After running the skaffold
command, it should display something like:
Waiting for deployments to stabilize...
- deployment/model-inference-server is ready.
Deployments stabilized in 4.135 seconds
Port forwarding service/model-inference-service in namespace default, remote port 5000 -> http://127.0.0.1:5001
And the inference server is ready to receive requests:
curl -XPOST 127.0.0.1:5001/prompt -d '{"input_prompt":"What is the best hotel in Seville?"}' -H 'Content-Type: application/json'
KubeFlow automates all the creation of Kubernetes objects, and their synchronization and adds utilities to help us with experiments and visualization in TensorBoard.
Using the notebook or running pipeline.py
Select the PVC from fine-tuned-model-pvc
.
With the following mount path: model/gpt2/logs/
.
The mount path will vary depending on the chosen model.
Since some environments can't easily create Persistent Volumes with
ReadWriteMany
, we have to wait for completion or to delete the board once we analyzed it.
At the moment, when running locally with KinD, it will load the images from a local registry, and when using KubeFlow, the images will be downloaded from ghcr.io. If you would like to use push your own images, this guide should cover everything.

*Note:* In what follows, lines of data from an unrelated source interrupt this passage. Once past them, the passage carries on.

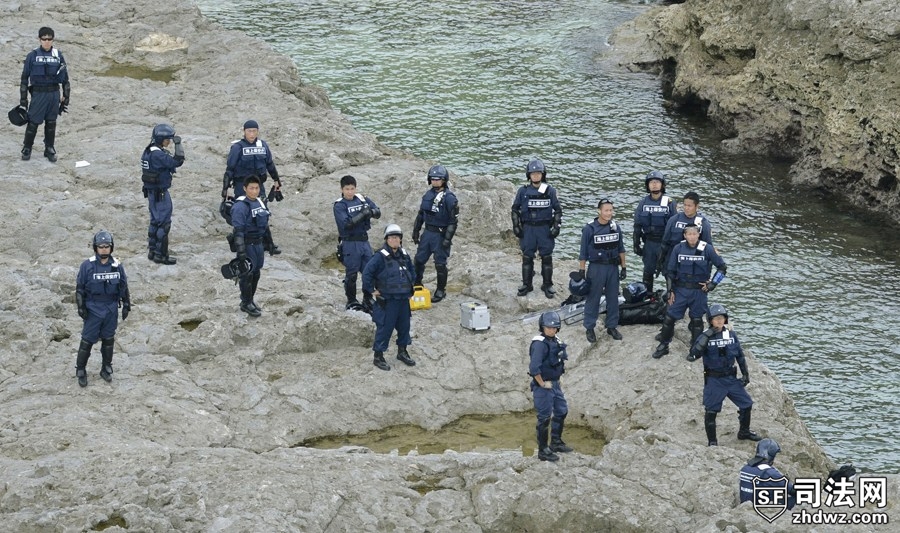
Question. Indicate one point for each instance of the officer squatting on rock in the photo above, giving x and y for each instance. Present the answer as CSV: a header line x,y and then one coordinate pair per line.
x,y
439,212
688,282
650,218
389,277
720,349
536,220
250,218
157,169
101,287
353,214
602,251
251,157
547,355
43,73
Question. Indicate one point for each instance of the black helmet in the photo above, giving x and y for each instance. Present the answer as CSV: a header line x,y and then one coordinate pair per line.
x,y
162,132
655,175
550,319
393,229
438,171
579,285
634,292
767,449
225,209
103,237
717,310
535,165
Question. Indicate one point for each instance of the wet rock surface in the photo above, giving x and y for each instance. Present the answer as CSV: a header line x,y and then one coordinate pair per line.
x,y
200,428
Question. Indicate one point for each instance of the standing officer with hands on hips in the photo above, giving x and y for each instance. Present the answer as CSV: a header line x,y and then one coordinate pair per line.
x,y
547,364
101,287
389,277
251,157
157,168
602,252
43,73
250,218
353,214
439,213
536,219
650,218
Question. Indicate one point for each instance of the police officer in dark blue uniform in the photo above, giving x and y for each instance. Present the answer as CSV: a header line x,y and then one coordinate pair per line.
x,y
157,168
537,219
251,156
439,213
42,75
547,364
675,228
389,276
603,248
720,349
250,218
101,287
688,282
650,218
353,214
760,466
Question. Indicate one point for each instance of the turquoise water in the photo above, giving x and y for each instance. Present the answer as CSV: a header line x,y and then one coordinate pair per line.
x,y
484,86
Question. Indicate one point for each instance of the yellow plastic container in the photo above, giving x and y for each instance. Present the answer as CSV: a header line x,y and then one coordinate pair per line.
x,y
421,298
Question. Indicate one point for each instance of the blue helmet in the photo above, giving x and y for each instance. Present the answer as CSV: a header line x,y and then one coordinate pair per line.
x,y
579,285
438,171
655,175
162,132
635,292
549,319
536,165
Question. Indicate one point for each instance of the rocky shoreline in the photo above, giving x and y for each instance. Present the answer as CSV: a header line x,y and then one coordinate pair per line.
x,y
201,427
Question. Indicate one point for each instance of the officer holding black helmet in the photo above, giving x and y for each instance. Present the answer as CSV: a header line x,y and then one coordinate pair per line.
x,y
157,168
251,156
250,218
439,213
536,219
43,73
602,247
389,277
548,357
650,218
353,214
720,349
101,287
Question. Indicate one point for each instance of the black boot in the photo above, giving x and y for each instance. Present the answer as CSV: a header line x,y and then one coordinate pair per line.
x,y
440,293
709,420
404,357
665,337
420,271
49,139
544,451
527,276
547,276
744,432
106,348
380,362
84,353
556,443
30,134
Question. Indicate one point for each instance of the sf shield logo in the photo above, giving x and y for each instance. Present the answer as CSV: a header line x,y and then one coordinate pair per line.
x,y
770,497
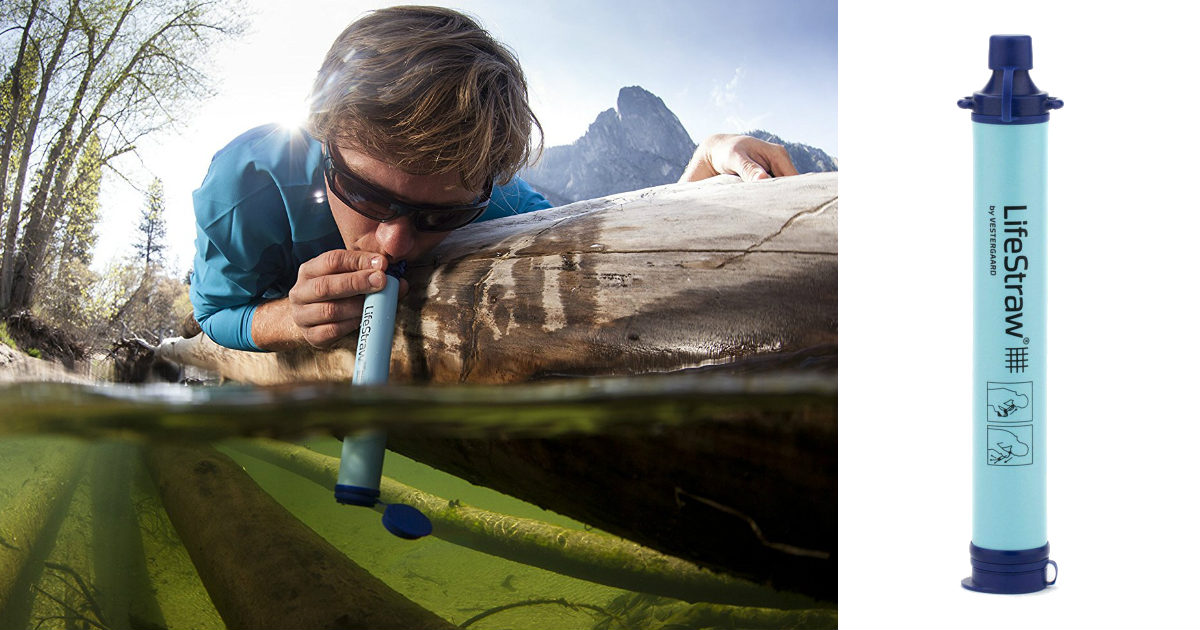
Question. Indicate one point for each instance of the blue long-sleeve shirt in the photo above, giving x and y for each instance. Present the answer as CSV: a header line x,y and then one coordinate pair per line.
x,y
262,213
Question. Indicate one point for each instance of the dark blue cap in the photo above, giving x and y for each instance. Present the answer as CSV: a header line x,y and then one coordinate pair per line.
x,y
1011,51
406,521
1009,571
1011,97
355,496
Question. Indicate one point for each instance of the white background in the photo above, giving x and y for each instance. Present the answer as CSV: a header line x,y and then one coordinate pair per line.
x,y
1123,383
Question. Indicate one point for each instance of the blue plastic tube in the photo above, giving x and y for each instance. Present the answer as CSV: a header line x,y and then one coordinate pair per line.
x,y
361,465
1009,547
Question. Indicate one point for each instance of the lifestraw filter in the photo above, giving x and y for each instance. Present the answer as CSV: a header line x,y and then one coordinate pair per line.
x,y
1009,550
361,466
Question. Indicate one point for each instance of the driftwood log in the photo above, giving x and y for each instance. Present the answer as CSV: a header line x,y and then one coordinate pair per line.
x,y
751,493
649,281
583,555
261,565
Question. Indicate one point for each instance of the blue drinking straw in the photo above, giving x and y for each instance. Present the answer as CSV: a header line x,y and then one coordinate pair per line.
x,y
361,466
1009,550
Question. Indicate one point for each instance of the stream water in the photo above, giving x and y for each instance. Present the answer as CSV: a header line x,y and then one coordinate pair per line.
x,y
105,552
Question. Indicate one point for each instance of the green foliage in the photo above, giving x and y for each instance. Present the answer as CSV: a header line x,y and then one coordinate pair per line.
x,y
121,301
78,232
153,228
96,78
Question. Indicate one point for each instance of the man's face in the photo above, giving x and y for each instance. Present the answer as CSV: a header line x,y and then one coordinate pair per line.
x,y
396,239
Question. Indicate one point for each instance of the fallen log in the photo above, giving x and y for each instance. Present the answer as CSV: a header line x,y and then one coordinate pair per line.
x,y
262,567
750,492
24,520
648,281
582,555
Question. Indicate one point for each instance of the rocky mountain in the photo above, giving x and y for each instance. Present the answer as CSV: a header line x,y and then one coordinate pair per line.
x,y
807,159
639,144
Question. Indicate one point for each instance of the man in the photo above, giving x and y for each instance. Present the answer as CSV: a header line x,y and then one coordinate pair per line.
x,y
419,121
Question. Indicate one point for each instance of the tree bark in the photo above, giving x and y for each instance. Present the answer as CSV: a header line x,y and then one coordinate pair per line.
x,y
262,567
649,281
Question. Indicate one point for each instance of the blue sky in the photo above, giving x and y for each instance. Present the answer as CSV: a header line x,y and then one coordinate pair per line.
x,y
719,66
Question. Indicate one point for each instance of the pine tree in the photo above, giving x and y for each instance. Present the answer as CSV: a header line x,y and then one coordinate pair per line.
x,y
153,229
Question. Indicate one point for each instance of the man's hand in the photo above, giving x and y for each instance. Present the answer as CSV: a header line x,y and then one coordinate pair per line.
x,y
738,155
325,304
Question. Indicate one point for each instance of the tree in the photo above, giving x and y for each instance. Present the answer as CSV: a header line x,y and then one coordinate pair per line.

Parameter-Efficient Fine-Tuning (PEFT) methods enable efficient adaptation of pre-trained language models to various downstream applications without fine-tuning all the model's parameters.
Enhancing a Large Language Model with knowledge and relations from private data can be challenging and the outcomes will vary depending on the technique used. Retraining a whole model is not only a very costly operation, but it also can lead to Catastrophic Forgetting, making the model behave worse than before training.
Recent State-of-the-Art PEFT techniques achieve performance comparable to that of full fine-tuning. For this example, we have chosen LoRA: Low-Rank Adaptation of Large Language Models to freeze some of the parameters or just add new ones on top, that way the trainable weights are smaller, and the fine-tuning can be done in a single GPU, and it will be less prone to catastrophic forgetting. The LoRa rank chosen for this experiment was 16, but it should have been treated as a hyperparameter since, according to the paper, with a rank of 4 or 8 should perform well for our use case.
The evaluation of Large Language Models is still in an early stage of development and an active area of research.
The evaluation performed in model-evaluation-server
evaluates the model capabilities, in order to understand if we are
improving or not and by how much.
For this reason, we are not only using our base and fine-tuned models but also a reference model with larger capabilities than our base one.
ROUGE is a set of metrics used for evaluating automatic summarization and machine translation. This metric helps determine the quality of a summary by comparing it to other summaries created by humans.
GLUE is a collection of resources for training, evaluating, and analyzing natural language understanding systems. We have used The Corpus of Linguistic Acceptability, or COLA, consists of English acceptability judgments drawn from books and journal articles on linguistic theory. To help us determine whether the output of the LLM is a grammatically correct English sentence.
The Perplexity score is one of the most common metrics for evaluating LLMs. It measures how much the model was perplexed after seeing new data. The lower the perplexity, the better the training went. There are some interesting correlation of word error rate and perplexity.